「場面づくり」


「建築家として、もっともうれしいときは、建築ができ、そこへひとが入って、いい生活が行われているのを見ることである。
日暮れ時、一軒の家の前を通ったとき、家の中に明るい灯がついて、
一家の楽しそうな生活が感じられるとしたら、
それが建築家にとってはもっともうれしいときなのではあるまいか。」

これは昭和の建築家、巨匠でもある故吉村順三の言葉です。
これほど素晴らしい建築を数多く設計しながらも、温かな眼差しで見つめるその先は、いつも人びとの日常でした。

そして生活の実際の場所の持つ心理への奥深い洞察を通し、日々の暮らしを生き生きと支える住居像を求め、住宅をつくり続けていたことに私は本当に敬慕の念にかられます。

私たちは住宅を設計するとき、一歩間違えばデザインを優先し、家族の生活のイメージが希薄になってしまうことがあります。
しかしそれは絶対にあってはならないことです。
住宅は住宅である以上、そこに住むひとや家族がいて初めて正当に機能します。

そしてその機能は単に生活のための機能だけでなく、心を動かす機能もあると私は思います。

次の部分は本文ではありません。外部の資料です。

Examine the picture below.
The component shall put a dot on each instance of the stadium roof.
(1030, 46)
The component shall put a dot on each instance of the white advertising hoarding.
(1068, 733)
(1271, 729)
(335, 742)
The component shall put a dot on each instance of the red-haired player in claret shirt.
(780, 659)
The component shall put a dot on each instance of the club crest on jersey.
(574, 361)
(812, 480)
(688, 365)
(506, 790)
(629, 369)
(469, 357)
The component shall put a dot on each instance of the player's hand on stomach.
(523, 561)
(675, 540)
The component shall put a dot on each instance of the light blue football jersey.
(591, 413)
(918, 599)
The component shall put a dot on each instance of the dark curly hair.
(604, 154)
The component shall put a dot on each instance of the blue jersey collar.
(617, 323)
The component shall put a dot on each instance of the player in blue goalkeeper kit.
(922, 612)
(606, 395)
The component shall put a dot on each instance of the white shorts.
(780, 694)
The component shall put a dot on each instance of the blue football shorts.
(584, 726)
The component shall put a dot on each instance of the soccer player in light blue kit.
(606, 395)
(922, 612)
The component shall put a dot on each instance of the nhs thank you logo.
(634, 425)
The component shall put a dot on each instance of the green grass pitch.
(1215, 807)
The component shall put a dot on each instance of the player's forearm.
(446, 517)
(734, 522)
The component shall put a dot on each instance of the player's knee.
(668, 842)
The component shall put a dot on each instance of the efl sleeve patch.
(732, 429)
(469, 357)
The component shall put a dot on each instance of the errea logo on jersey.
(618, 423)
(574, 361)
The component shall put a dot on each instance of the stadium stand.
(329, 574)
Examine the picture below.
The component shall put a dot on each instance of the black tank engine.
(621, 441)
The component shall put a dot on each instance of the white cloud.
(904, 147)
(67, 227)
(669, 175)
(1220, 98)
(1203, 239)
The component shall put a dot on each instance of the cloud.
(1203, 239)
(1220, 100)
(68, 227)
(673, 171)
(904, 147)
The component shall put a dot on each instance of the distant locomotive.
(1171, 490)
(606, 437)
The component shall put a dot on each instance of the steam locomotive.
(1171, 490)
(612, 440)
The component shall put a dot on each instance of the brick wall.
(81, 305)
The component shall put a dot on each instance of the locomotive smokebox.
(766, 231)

よってできることなら、これからその住宅に住むご家族に対し、自分たちが設計し、つくったその家で、最高に楽しく幸せに過ごしてほしいと強く願って設計するべきです。それが私たちが言っている「場面づくり」だと思います。これからも、それぞれのご家族の「場面づくり」に真摯に取り組んでいきたいと思います。